# Cost estimate for installing FF



## SeaSalt (Apr 29, 2002)

Anybody have a cost estimate for installing a semi-permanent fishfinder on a yak? Looking to install eagle cuda 168. Probaly will use a 3" wide PVC pipe as a platform to mount the transducer. But, have no clue about how much the battery, casing for battery and wires will run me. Cuda 168 was running 99 at cabelas.

thanks for all your help!


----------



## ruthless (Sep 5, 2003)

Battery at Batteries Plus 5 amp 12-volt $20.00
Slow set 2-part epoxy (M.A.S) $10.00
Closed cell foam block $3.00
Hard wear $10.00

So for about $45 you can do it right.
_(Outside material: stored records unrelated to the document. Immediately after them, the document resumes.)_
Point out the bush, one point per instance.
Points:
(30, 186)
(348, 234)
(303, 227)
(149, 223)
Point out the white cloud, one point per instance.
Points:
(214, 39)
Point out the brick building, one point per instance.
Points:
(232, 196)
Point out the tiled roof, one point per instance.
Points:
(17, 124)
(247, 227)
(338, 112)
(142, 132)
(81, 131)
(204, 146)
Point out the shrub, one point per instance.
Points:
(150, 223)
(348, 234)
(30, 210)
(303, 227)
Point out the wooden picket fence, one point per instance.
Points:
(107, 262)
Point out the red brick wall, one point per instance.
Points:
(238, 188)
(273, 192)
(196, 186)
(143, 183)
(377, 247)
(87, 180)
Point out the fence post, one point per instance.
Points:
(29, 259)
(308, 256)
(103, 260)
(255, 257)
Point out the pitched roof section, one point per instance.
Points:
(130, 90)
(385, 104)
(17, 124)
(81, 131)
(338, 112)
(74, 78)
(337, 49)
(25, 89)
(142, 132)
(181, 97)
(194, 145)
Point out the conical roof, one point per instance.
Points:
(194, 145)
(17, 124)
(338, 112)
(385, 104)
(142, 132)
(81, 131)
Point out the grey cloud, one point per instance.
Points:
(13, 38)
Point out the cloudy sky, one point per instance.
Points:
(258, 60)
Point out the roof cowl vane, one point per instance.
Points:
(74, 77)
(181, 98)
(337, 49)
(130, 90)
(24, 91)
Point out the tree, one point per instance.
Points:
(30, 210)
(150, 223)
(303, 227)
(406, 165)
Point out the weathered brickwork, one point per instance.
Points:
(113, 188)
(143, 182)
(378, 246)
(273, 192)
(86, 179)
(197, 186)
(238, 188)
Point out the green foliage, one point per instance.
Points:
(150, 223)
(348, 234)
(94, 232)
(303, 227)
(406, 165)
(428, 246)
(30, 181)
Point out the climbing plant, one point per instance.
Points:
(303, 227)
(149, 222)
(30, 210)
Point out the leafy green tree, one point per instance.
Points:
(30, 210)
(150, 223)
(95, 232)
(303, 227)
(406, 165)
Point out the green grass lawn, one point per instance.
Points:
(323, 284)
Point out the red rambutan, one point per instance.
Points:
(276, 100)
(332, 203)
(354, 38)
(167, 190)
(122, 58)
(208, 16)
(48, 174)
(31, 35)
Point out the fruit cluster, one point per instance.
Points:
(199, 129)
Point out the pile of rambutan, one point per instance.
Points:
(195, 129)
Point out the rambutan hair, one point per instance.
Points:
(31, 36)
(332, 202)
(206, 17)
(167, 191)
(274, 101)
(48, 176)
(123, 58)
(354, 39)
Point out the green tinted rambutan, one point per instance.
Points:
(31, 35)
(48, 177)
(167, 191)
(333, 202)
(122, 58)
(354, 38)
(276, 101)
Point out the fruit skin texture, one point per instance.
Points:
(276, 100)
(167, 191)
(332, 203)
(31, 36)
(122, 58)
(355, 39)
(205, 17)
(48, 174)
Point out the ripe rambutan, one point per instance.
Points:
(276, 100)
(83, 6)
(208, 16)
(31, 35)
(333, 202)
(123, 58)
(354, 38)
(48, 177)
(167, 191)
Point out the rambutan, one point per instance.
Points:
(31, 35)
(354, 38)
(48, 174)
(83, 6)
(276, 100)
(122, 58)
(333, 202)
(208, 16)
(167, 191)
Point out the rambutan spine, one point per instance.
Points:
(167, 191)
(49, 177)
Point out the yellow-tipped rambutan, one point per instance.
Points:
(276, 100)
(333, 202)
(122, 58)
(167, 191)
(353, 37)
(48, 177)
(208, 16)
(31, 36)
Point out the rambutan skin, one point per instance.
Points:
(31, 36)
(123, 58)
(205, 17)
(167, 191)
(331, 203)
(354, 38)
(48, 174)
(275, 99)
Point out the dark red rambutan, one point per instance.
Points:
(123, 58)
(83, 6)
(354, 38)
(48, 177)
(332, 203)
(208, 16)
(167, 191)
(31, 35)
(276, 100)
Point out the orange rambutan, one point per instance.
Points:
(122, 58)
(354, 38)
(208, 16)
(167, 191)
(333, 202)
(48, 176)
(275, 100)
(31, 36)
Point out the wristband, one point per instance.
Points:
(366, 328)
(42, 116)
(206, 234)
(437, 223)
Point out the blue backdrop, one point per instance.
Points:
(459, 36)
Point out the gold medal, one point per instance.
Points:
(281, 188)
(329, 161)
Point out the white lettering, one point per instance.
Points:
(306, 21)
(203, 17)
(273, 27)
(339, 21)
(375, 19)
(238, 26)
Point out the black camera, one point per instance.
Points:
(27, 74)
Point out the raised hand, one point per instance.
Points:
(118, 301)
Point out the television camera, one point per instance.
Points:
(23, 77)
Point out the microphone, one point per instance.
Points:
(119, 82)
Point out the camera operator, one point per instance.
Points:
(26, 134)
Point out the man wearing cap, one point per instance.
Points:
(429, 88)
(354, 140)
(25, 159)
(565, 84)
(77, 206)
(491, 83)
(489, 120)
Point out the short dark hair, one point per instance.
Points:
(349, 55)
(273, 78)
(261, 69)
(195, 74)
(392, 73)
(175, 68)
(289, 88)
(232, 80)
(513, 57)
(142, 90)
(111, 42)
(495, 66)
I post a copy of my article when I get back from Florida this weekend.


----------



## SeaSalt (Apr 29, 2002)

thanks ruthless! u fishin in florida?

i forgot I would need a ram mount... kfs is selling it for 39.99. Any other place I can get the same thing?


----------



## YakandSurf (Dec 17, 2002)

KFS was the only place I could the RAM mount for the cuda. BPS (Hampton) did carry them last year. Don't remember if I checked BPS web site.

Robert


----------



## SeaSalt (Apr 29, 2002)

ruthless, you back? how was florida?


----------



## ruthless (Sep 5, 2003)

Got to fish on friday at Cockroach Bay, caught small snook, specks and ladyfish. It was a fun paddle, but the tournament was cancelled. It was a nightmare trying to get out of Florida. Next one is in Titusville in August.


----------



## fishingrod (May 3, 2004)

SeaSalt, you try Boatersworld.com or Westmarine.com? They both have stores in NOVA and I think they carry some of the
Ram products.


----------



## SeaSalt (Apr 29, 2002)

thanks fishingrod...


----------